In a case facilitated by Baliga, the survivor asked for a public apology on social media, and a month of space from Michael, the person who perpetrated the assault. Michael’s friends and family agreed to hold him accountable to this. “And by the end of our time together, it felt like Michael had gained an understanding of consent,” writes Baliga.

How much further could this understanding of consent go towards preventing repeat offenses than a heavy-handed punishment?

Harvard already employs counselors, mental health experts, and Title IX offices. Undergraduates spend years taking classes together, living together, and socializing together. Many survivors are in close proximity at all times to people who have harmed them. The burden of reporting is a turn-off for many: dealing with the exhausting bureaucracy, the many hoops to prove their experience to the administration, and the social backlash. Some even fear the consequences for the perpetrator. Often there is nuance that cannot be addressed with the blunt and onerous instrument of administrative punishment, and therefore survivors may never seek justice or healing.

Restorative justice might not be the answer for everyone, and it is not a prescriptive solution to all cases of sexual violence. Maybe there is no hope for the Brock Turners of the world. But what about the Al Frankens ’73 and the Louis C.K.s, the people who have recognized the harm they caused and want to make amends? One of the most important aspects of restorative justice is giving control back to the survivor, who has the ultimate power to decide whether and how to engage in restorative justice. For some survivors at Harvard, this may not be the right option.

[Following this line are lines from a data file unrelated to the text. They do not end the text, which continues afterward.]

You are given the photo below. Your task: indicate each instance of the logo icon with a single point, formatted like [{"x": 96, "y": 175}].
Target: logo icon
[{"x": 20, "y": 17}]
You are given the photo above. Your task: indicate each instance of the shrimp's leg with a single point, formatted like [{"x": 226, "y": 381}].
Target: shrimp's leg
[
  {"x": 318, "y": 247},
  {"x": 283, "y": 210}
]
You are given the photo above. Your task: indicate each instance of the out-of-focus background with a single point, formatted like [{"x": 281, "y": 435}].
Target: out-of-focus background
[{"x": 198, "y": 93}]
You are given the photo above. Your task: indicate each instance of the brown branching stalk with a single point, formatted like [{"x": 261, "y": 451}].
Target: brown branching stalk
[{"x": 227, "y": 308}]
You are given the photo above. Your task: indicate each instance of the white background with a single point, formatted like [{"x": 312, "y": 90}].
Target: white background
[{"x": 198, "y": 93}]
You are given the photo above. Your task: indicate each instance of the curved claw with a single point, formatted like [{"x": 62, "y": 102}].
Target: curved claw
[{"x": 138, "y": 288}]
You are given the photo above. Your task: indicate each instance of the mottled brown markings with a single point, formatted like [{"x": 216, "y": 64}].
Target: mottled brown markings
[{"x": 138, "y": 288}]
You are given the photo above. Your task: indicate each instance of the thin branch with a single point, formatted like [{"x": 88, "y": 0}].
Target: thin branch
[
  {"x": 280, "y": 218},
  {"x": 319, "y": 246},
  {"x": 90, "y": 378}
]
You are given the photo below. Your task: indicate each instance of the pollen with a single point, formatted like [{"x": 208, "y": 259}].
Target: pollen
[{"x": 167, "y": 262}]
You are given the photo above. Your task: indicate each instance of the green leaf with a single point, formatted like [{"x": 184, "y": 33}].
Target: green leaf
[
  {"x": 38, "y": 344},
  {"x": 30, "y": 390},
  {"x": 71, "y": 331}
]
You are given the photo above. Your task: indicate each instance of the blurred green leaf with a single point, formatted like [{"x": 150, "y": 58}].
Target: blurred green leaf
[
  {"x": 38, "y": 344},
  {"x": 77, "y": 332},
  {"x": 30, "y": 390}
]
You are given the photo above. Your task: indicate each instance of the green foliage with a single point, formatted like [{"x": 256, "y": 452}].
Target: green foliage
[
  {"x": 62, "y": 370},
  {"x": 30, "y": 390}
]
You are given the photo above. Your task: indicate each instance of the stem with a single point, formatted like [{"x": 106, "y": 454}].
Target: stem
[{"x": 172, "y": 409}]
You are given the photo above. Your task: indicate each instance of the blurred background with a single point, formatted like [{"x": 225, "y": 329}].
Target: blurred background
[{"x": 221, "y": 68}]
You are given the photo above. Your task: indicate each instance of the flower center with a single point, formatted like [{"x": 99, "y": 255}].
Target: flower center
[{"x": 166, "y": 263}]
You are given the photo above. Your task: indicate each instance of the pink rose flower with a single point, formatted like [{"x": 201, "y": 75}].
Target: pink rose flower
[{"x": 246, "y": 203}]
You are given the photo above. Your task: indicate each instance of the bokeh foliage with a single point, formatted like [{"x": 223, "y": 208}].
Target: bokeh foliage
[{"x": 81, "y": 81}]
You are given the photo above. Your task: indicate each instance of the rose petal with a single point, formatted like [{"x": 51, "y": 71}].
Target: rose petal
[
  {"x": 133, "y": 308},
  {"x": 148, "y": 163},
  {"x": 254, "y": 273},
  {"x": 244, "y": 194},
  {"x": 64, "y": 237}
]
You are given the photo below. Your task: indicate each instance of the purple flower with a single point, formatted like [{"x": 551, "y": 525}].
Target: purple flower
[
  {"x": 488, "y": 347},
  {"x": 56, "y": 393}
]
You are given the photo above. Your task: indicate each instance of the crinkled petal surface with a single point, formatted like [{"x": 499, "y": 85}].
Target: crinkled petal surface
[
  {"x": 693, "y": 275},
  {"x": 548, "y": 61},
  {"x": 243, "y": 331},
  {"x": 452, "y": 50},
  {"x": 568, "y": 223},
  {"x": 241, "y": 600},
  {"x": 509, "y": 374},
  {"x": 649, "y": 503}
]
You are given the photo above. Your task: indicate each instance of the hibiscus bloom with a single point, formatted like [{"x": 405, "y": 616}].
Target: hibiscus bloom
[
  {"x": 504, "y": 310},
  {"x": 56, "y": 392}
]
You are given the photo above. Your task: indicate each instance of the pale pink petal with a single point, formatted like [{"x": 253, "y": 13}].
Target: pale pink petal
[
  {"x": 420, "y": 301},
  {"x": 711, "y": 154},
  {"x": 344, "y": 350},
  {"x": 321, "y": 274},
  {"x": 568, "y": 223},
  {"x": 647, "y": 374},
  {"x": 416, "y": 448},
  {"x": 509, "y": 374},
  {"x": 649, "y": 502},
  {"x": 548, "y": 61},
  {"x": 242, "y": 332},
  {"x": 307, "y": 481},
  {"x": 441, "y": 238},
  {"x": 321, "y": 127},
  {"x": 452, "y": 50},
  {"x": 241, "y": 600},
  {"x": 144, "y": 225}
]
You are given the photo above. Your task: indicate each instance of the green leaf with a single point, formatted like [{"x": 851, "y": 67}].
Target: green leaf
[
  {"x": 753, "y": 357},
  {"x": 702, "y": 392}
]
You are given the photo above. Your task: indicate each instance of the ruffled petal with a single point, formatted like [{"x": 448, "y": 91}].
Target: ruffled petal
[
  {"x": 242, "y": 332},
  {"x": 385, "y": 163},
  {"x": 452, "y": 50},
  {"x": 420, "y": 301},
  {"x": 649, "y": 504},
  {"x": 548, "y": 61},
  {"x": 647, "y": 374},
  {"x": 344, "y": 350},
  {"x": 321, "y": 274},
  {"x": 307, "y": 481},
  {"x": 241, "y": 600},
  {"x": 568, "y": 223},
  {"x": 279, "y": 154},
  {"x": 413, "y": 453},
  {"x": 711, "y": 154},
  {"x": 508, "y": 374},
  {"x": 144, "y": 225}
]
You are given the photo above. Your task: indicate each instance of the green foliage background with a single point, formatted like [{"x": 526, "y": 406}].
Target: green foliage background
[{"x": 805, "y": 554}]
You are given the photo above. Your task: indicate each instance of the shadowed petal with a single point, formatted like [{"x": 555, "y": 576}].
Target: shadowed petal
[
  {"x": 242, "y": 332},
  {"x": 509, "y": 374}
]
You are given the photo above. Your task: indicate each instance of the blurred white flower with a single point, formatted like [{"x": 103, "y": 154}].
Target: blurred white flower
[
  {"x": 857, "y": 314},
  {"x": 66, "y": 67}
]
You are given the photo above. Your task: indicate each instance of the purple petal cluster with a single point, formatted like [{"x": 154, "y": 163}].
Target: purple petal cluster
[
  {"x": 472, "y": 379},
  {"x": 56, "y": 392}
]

But for others — who live in dorms with perpetrators, who go to class with perpetrators, who see perpetrators on a daily basis — this proximity to perpetrators could transform trauma into healing.

Restorative justice would force us as a university community to confront our own culpability in creating a culture of violence and non-consenting behavior. In humanizing perpetrators, we take responsibility. We accept that perpetrators at Harvard are not monsters to be dismissed, but human beings who should take responsibility for the real harm they have done and take part in the hard process of healing.

Elyse N. Voegeli is a second-year masters in public policy student at the Harvard Kennedy School.